China yesterday tightened its grip on credit in an attempt to prevent the torrent of cash generated by its ballooning trade surplus from overheating the economy.

In a surprise announcement on the eve of the Chinese new year holidays, the People's Bank of China ordered lenders to park another half a per cent of their deposits at the central bank instead of lending the money out.

From 25 February, when the week-long holiday comes to an end, the big banks will have to put 10 per cent of their deposits in reserve, while the figure for smaller banks rises to 10.5 per cent. India unveiled a similar change in policy earlier this week.

The announcement of the move - the fifth such tightening since last June and the second this year - came a day after the central committee of the ruling Communist Party said that controlling investment and credit growth would be a key policy task this year.

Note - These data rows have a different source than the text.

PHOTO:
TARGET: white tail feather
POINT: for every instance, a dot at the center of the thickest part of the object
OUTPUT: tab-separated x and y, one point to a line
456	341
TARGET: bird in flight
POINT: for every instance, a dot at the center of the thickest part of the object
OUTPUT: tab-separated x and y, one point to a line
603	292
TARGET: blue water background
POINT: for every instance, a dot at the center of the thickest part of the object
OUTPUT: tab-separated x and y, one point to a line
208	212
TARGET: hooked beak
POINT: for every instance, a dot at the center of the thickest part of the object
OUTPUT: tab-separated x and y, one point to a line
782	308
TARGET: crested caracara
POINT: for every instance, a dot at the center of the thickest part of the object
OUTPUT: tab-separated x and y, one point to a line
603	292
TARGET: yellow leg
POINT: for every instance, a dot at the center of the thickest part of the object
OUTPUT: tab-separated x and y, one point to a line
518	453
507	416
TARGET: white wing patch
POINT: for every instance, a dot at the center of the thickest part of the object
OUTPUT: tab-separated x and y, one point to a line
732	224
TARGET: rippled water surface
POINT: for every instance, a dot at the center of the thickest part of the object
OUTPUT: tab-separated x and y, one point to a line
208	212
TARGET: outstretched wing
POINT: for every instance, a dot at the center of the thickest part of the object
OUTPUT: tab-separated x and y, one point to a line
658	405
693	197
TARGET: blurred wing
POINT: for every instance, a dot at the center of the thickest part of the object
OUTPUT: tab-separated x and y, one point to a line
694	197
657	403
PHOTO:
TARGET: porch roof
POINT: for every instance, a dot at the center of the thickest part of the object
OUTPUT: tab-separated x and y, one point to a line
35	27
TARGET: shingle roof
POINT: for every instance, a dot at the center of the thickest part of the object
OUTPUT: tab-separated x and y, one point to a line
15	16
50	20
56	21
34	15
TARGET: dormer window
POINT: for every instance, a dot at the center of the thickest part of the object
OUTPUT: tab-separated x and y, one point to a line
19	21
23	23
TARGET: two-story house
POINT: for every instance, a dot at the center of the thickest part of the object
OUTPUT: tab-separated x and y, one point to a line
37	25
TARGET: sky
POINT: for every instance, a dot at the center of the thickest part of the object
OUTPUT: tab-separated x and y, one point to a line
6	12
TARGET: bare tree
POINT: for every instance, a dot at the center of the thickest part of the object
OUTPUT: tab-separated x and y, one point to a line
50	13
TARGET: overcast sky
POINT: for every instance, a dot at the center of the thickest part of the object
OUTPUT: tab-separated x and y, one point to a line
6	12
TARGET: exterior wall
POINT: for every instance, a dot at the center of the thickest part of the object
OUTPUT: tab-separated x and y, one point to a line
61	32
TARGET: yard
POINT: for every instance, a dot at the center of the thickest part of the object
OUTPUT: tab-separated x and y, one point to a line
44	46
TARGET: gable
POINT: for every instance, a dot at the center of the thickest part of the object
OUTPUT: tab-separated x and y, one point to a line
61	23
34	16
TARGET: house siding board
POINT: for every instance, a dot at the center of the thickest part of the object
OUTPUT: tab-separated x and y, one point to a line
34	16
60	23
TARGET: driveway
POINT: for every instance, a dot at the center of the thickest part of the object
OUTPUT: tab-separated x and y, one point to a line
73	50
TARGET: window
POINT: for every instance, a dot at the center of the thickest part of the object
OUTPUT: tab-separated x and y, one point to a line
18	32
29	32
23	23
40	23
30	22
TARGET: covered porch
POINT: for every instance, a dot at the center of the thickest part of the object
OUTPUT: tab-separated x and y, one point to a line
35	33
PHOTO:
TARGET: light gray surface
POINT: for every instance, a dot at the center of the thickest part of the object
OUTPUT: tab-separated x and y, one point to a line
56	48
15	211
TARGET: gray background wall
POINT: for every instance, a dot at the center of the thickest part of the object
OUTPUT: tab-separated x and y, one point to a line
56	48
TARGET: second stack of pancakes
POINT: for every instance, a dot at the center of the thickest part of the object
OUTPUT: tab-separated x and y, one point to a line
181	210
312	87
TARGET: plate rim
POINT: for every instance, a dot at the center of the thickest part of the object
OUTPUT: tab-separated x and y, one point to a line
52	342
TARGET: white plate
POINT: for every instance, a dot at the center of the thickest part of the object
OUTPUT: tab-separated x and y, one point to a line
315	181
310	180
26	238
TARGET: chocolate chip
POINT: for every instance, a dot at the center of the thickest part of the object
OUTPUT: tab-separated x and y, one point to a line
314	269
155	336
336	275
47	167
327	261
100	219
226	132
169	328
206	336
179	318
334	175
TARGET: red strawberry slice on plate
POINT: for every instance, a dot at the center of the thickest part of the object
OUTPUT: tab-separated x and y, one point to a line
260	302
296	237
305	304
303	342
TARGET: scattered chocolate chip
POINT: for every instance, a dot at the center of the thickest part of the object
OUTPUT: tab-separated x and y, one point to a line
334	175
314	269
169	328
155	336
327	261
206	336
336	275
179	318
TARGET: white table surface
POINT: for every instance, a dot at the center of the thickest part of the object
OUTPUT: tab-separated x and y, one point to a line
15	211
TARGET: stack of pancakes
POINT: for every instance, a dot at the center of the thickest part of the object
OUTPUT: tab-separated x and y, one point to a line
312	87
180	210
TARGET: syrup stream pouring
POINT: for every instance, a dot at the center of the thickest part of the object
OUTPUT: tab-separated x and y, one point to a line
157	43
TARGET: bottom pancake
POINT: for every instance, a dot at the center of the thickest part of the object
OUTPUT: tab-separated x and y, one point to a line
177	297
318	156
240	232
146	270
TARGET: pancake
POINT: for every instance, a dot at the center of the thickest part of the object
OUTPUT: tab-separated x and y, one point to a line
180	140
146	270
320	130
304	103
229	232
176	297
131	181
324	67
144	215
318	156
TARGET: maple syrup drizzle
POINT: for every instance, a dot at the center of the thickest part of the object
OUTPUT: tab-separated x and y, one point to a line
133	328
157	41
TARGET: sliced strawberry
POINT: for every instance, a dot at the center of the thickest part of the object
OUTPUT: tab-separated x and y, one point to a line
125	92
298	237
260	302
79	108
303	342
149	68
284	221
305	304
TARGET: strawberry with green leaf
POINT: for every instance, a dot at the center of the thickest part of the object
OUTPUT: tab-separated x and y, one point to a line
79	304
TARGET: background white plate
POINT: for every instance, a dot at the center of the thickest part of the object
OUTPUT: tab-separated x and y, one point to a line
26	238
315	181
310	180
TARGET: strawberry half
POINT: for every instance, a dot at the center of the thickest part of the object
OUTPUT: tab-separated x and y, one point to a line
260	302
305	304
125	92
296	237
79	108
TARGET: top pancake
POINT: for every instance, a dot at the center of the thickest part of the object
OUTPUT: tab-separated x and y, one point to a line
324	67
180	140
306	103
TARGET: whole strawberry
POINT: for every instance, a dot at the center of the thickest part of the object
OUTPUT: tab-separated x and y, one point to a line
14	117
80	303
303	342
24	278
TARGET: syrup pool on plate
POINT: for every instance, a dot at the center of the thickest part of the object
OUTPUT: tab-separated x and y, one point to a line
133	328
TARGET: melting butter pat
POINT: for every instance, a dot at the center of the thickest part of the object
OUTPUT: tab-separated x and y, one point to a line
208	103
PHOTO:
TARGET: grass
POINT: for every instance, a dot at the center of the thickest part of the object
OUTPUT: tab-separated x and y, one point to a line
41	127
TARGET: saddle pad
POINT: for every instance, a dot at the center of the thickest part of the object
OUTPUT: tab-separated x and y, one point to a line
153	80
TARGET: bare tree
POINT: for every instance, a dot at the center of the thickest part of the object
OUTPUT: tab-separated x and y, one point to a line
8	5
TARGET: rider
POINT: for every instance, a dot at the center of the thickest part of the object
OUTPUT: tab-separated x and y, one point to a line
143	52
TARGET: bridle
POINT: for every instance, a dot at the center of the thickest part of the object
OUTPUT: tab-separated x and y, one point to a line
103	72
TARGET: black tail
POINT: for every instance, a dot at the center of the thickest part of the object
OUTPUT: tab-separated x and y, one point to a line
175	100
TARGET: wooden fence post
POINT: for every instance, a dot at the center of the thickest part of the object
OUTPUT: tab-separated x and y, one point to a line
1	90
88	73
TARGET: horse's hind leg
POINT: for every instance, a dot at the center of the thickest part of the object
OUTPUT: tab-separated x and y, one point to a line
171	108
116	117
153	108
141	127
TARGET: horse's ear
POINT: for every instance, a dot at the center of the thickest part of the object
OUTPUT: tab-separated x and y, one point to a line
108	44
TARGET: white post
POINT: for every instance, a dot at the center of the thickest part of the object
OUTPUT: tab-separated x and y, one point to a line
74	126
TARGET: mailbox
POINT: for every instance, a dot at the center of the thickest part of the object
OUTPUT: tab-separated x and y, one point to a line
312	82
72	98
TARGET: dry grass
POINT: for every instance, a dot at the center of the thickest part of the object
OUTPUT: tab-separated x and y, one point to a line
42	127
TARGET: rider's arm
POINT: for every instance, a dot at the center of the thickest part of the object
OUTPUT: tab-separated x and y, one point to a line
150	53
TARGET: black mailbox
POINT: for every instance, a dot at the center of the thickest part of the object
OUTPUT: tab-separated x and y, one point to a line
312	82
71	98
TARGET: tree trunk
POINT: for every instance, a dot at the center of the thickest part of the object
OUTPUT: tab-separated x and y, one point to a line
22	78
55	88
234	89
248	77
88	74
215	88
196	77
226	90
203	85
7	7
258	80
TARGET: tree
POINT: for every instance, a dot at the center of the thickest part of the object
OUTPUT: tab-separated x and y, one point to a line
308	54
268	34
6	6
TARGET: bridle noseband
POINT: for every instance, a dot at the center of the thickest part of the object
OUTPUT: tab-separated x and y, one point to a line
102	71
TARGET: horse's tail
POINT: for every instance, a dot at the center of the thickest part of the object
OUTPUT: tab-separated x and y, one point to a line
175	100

Explaining its decision, the central bank said: "We need to raise the bank reserve requirement ratio (RRR) again, according to dynamic changes in the liquidity situation so as to cement the effects of the macro controls."

Shockwaves were felt in London, with mining stocks, including Vedanta Resources, Rio Tinto, Antofagasta and Kazakhmys, falling sharply as traders judged the tightening would hit commodity prices.

"If it's pointing to slightly slower growth in China, you would have expected an impact on commodity prices. Obviously, China is a very big consumer of commodities," said Robert Parkes, UK equity strategist at HSBC.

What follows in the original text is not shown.